‘No one will, Pyr,’ answered Hakur, shaking his head. ‘We’re all tired of your trivial gambling.’ He threw a glance back to the arming pit where Garro’s housecarl was hard at work.
‘What currency is there to wager between us, anyway?’ added Voyen, joining Hakur at the blade racks. The two veterans were quite unalike in physical aspect, Voyen ample in frame where Hakur was wiry, and yet they were together on most things that affected the squad. ‘We’re not swabs or soldiers grabbing over scrip and coinage!’
Rahl frowned. ‘It’s not a game of money, Apothecary, nothing as crude as that. Those things are just a way to keep score. We play for the right to be right.’
Solun Decius, the youngest member of the command squad, came closer, rubbing a towel over his face to wipe away the sweat from his exertions in the sparring cages. He had a hard look to him that seemed out of place on a youth of his age. His eyes were alight with energy barely held in check, enthused by the sudden possibilities of glory that the arrival of the primarch had brought. ‘I’ll take your wager, if it will quiet you.’ Decius glanced at Hakur and Voyen, but his elders gave him no support. ‘I’ll say red, like the orks.’
Rahl sniffed. ‘White as milk, like the megarachnid.’

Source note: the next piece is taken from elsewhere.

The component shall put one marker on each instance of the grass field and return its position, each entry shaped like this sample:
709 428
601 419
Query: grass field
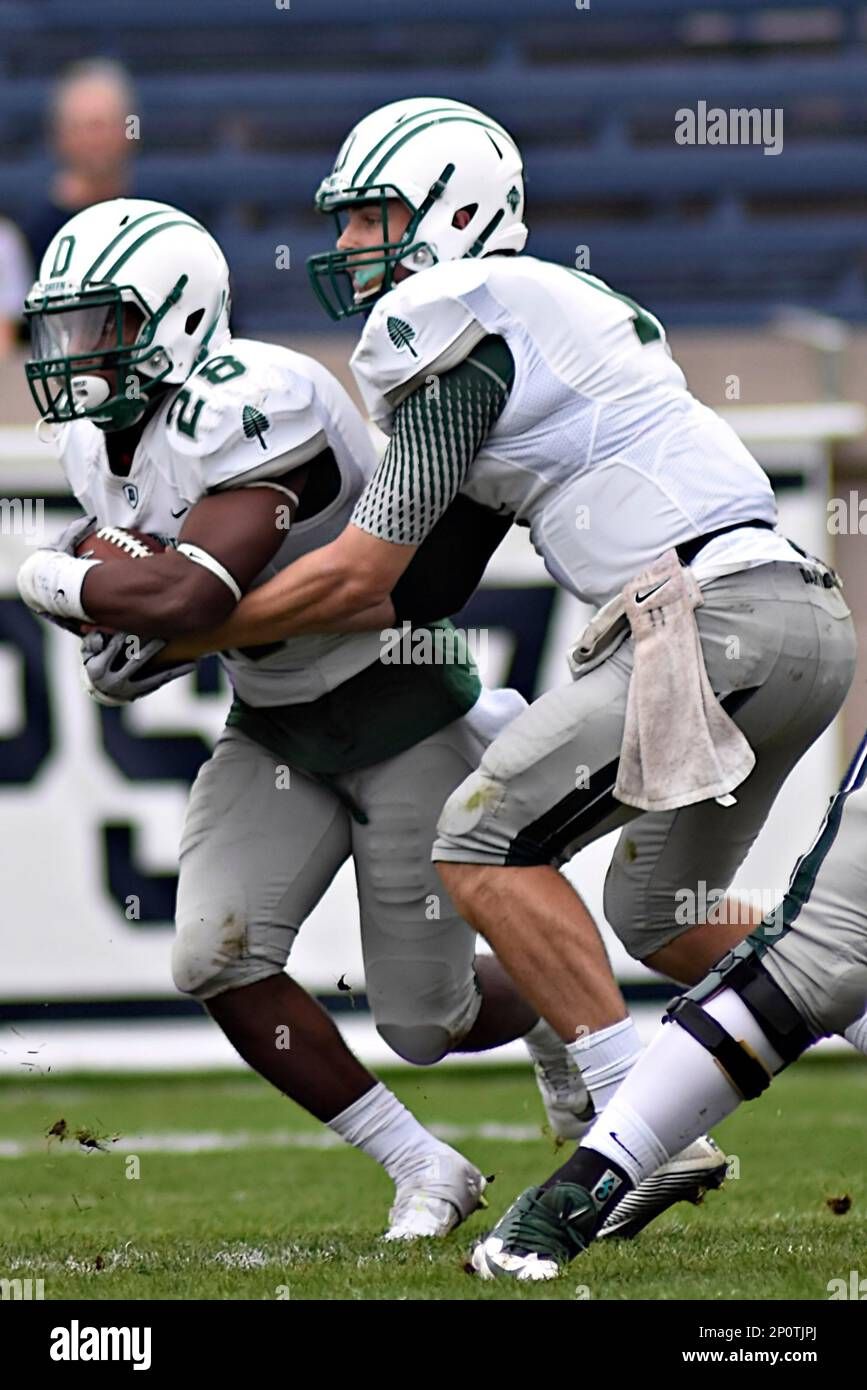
231 1204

‘You are both wrong.’ From behind Rahl, his face buried in a data-slate festooned with tactical maps, Tollen Sendek’s flat monotone issued out. ‘The blood of the jorgall is a dark crimson.’ The warrior had a heavy brow and hooded eyes that gave him a permanently sleepy expression.

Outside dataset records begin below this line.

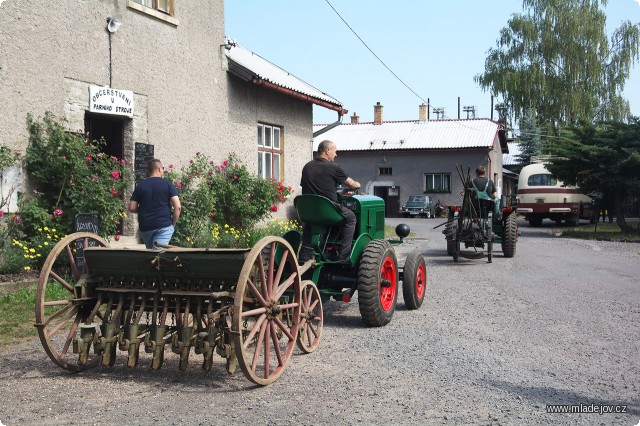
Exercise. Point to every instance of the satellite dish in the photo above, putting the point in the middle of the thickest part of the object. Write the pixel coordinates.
(113, 24)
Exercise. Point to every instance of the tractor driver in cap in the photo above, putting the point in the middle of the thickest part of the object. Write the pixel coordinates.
(321, 176)
(485, 188)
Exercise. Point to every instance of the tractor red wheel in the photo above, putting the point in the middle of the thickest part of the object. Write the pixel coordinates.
(266, 310)
(510, 236)
(311, 318)
(378, 283)
(414, 281)
(62, 315)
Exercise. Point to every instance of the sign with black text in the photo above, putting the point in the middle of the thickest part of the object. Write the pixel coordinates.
(144, 153)
(105, 100)
(85, 222)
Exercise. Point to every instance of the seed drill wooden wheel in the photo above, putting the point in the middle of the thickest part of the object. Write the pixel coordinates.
(60, 312)
(312, 320)
(266, 310)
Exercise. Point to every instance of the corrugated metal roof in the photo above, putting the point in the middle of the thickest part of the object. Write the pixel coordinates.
(510, 158)
(248, 65)
(392, 135)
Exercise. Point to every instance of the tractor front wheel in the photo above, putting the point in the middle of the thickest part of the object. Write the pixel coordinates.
(378, 283)
(414, 281)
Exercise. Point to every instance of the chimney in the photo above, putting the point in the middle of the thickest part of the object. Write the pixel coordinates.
(422, 112)
(377, 113)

‘And this knowledge is yours how?’ demanded Decius.
Sendek waved the data-slate in the air. ‘I am well-read, Solun. While you batter your chainsword’s teeth blunt in the cages, I study the foe. These dissection texts of the Magos Biologis are fascinating.’

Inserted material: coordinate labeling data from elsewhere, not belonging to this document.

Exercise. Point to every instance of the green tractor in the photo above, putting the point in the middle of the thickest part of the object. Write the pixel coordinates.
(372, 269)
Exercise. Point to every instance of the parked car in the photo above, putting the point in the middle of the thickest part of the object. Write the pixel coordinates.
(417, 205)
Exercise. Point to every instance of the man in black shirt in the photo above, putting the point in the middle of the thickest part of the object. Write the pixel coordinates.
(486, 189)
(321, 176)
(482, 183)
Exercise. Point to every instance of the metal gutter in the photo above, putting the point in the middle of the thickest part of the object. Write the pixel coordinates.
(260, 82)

Decius snorted. ‘All I need to know is how to kill them. Does your text tell you that, Tollen?’
Sendek gave a heavy nod. ‘It does.’
‘Well, come, come.’ Voyen beckoned the dour Astartes to his feet. ‘Don’t keep such information to yourself.’
Sendek sighed and stood, his perpetually morose features lit by the glow of the data-slate’s display. He tapped his chest. ‘The jorgall favour mechanical enhancements to improve their physical form. They have some humanoid traits – a head, neck, eyes and mouth – but it appears their brains and central nervous systems are situated not here,’ and he tapped his brow, ‘but here.’ Tollen’s hand lay flat on his chest.
‘To kill would need a heart shot, then?’ Rahl noted, accepting a nod in return.
‘Ah,’ said Decius, ‘like this?’ In a flash, the Astartes had spun in place and drawn his bolter. A single round exploded from the muzzle and ripped into the torso of a dormant practice dummy less than a few metres from Garro’s arming pit. The captain’s housecarl flinched at the sound of the shot, drawing a tut from Hakur.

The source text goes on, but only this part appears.